Dozens, mostly automated, DDOS cyberattacks* accepts the port of Thessaloniki each month, while targeting phishing ** and massive mission of malicious emails, as the Director of Information Technology and Communications and Communications Technologies and Digital Technologies. It is certainly not the only thing: ports around the world often go on target cyberattacks, as their critical role in international trade and high levels of digitization of their services open the “appetite” of cybercriminals, including ransom claims. As a result, in recent years, there have been financial losses in hundreds of millions of euros worldwide and thousands of containers have occasionally been trapped for days.

“At the national level, we know that DDOS attacks by groups such as” Noname057 “have also targeted the port of Thessaloniki in 2024,” Mr Nikolaou emphasized. How does the port of Thessaloniki deal with this new generation challenge? “The investments of the Port Authority of Thessaloniki (OLTH SA) in cyber security in recent years have increased steadily (…). Today, expenditure on technologies, services and cyber security training amounts to about 10% -12% of the annual budget for IT (IT technologies), with continuous adjustment, according to developments in threats and regulatory requirements, such as the NIS2 Directive, ”notes Mr Nikolaou.

Asked about how quickly the port’s operation could be restored, in the event of a successful cyberspace, he replies: “We have developed and tried extensively business continuity and rehabilitation plans (BCP/DRP), which allow us to restore the critical functions of the port within a few hours. Secondary services may take extra time, but our goal is to minimize the impact on customers and load flow, ensuring our contribution to the national and regional supply chain. ” The port, he says, supports its defense on multilevel technologies, regular rehabilitation exercises, continuous staff training and cooperation with competent public authorities, applying ‘Zero-Trust’ (zero-confidence) and two-factor authentication.

‘Rain’ of cyberattacks, after ‘Notpetya’

When our discussion with Mr Nikolaou opens in the world landscape, the huge size of the problem is immediately felt. For the last six-seven years, he notes, the shipping sector has increased by a range of size (~ 10 ×) in the reported incidents of cyberattacks, compared to the period before the 2017 incident with the stroke of the malicious software “Notpetya”. “Although the rate of growth is reduced by three -digit to double -digit rates, the level of threat remains significantly high. A striking example is the attack on the “DP World Australia” in November 2023, which caused almost a three -day interruption of operations in four ports, a delay in trafficking more than 30,000 containers, affecting hundreds of customers and causing financial loss of tens of million.

Similarly, the port of Los Angeles suffered a serious ransomware *** attack, with a long day of systems interruption, delays in thousands of loads and losses of more than $ 10 million, and the case of “Maersk”, which in 2017 was affected by more than $ 76 and more than $ 76 and more than $ 76 and more than $ 76. terminals around the world. These incidents highlight the high degree of danger to port infrastructure and the need to strengthen their cyber security in order to ensure the smooth flow of world trade and customer protection.

Customs, container stations and passenger stations The dominant goals of cyberattacks in ports

Today, explains Mr.
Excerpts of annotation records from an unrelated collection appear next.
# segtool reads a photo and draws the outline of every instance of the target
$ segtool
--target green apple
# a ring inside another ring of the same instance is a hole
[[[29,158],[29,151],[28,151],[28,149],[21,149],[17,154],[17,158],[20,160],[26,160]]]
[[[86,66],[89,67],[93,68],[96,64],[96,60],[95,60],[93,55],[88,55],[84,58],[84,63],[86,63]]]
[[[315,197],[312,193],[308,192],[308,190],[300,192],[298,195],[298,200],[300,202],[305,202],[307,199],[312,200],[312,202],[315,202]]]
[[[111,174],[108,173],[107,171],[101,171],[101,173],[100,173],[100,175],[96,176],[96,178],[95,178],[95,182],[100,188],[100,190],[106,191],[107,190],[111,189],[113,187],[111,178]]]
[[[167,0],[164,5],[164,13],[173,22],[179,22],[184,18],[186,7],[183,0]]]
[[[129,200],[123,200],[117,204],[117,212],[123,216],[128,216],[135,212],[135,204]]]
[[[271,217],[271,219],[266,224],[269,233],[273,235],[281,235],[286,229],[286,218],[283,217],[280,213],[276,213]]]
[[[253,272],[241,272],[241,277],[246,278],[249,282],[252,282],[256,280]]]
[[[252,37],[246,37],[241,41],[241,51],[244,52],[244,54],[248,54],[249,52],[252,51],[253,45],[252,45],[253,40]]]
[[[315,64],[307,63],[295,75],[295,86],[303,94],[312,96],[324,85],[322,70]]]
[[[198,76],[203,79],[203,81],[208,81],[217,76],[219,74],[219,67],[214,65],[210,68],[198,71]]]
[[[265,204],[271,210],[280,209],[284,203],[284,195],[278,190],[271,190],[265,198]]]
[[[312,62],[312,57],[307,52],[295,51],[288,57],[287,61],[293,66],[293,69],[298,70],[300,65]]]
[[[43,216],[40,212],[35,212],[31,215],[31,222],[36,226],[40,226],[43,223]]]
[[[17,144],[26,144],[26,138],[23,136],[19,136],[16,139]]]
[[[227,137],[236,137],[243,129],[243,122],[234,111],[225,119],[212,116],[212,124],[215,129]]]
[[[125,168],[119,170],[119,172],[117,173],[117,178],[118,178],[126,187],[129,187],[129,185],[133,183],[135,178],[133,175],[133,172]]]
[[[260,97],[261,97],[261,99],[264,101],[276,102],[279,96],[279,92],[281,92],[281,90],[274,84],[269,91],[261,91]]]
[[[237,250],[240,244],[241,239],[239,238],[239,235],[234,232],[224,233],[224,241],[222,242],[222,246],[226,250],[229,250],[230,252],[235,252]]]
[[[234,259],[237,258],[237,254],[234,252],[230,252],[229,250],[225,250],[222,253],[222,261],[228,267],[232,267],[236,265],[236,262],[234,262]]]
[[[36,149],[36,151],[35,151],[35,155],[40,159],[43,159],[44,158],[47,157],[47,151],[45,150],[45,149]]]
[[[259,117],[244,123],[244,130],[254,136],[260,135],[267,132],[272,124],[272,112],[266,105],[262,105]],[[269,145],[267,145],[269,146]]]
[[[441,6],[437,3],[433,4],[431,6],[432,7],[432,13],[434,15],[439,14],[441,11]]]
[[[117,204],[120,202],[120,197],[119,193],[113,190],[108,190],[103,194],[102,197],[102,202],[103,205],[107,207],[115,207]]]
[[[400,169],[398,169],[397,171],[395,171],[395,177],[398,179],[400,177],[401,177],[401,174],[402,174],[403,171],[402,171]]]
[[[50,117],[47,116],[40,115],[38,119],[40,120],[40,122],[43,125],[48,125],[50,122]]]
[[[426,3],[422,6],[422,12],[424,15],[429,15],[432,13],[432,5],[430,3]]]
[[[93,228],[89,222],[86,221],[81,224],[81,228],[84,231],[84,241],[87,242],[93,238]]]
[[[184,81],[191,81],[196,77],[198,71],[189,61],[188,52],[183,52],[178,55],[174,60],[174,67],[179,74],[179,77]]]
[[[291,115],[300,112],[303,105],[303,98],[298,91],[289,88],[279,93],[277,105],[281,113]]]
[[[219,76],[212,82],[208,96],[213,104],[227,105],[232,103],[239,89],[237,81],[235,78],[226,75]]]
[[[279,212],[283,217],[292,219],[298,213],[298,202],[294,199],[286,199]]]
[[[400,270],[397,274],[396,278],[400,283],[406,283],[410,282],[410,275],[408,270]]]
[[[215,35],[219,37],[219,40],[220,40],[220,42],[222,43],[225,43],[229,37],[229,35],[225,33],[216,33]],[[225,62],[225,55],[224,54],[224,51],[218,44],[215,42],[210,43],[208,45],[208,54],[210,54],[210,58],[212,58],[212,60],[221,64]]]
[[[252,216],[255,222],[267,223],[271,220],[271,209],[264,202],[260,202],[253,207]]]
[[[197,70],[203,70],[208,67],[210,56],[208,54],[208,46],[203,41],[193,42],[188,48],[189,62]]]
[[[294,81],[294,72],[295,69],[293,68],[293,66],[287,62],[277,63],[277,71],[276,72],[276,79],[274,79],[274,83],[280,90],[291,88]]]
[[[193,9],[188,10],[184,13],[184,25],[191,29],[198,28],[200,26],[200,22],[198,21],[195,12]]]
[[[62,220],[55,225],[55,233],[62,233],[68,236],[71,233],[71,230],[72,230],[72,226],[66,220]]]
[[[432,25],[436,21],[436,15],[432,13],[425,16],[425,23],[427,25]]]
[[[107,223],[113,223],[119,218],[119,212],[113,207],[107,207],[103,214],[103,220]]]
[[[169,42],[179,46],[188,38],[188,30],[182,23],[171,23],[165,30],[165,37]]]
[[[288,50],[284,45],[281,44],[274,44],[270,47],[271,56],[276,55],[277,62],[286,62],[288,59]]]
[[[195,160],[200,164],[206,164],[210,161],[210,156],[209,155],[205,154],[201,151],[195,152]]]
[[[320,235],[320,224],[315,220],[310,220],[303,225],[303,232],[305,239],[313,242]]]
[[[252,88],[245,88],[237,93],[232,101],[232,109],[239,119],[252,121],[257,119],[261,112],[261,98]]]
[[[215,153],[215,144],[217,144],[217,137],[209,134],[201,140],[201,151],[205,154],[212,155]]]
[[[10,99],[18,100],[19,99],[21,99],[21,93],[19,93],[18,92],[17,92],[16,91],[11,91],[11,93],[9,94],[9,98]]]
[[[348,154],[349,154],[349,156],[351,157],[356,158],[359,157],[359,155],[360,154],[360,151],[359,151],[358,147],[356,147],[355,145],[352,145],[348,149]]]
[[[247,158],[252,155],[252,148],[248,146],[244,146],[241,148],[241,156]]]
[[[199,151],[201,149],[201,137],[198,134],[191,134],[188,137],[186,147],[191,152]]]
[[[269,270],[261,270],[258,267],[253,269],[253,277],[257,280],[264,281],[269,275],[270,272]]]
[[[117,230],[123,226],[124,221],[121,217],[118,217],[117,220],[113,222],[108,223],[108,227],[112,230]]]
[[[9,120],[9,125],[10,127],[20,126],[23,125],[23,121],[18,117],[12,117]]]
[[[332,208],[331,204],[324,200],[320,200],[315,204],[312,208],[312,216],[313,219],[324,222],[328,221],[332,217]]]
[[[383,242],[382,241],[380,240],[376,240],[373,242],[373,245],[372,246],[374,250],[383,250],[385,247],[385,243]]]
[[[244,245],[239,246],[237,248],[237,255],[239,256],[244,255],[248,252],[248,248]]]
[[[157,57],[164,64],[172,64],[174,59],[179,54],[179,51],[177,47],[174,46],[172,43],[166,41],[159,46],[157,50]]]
Nikolaou, the dominant forms of cyberattacks in the ports are ransomware attacks and data violations, and there are often denial attacks (DOS) or others, utilizing artificial intelligence (TN), with the aim of interrupting business processes or businesses. They mainly focus on interconnected logistics, shipping and communication management systems, seeking to cause delays, interruptions and significant financial losses.

The main objectives of these attacks are customs systems, container stations, which are the “heart” of logistics, as well as passenger stations, affecting ticket and service systems. “Ports now recognize the importance of cyber security for world trade and are constantly investing in protection measures to ensure their smooth operation and protection of their customers and infrastructure,” Mr Nikolaou said.

The NIS2 **** Community Directive, in force since October 2024, increases the obligations of cyber security “essential” organizations such as OLTH, imposing rigorous risk management measures, incident reporting within 24-72 hours, control of the supply chain and administrative responsibilities. OLTH, with a roadmap of compliance since 2023, has already updated the Business Continuity and Incident Response, conducts vulnerability, trains staff and administration, and upgrades threatening detection systems (Siem, SOC).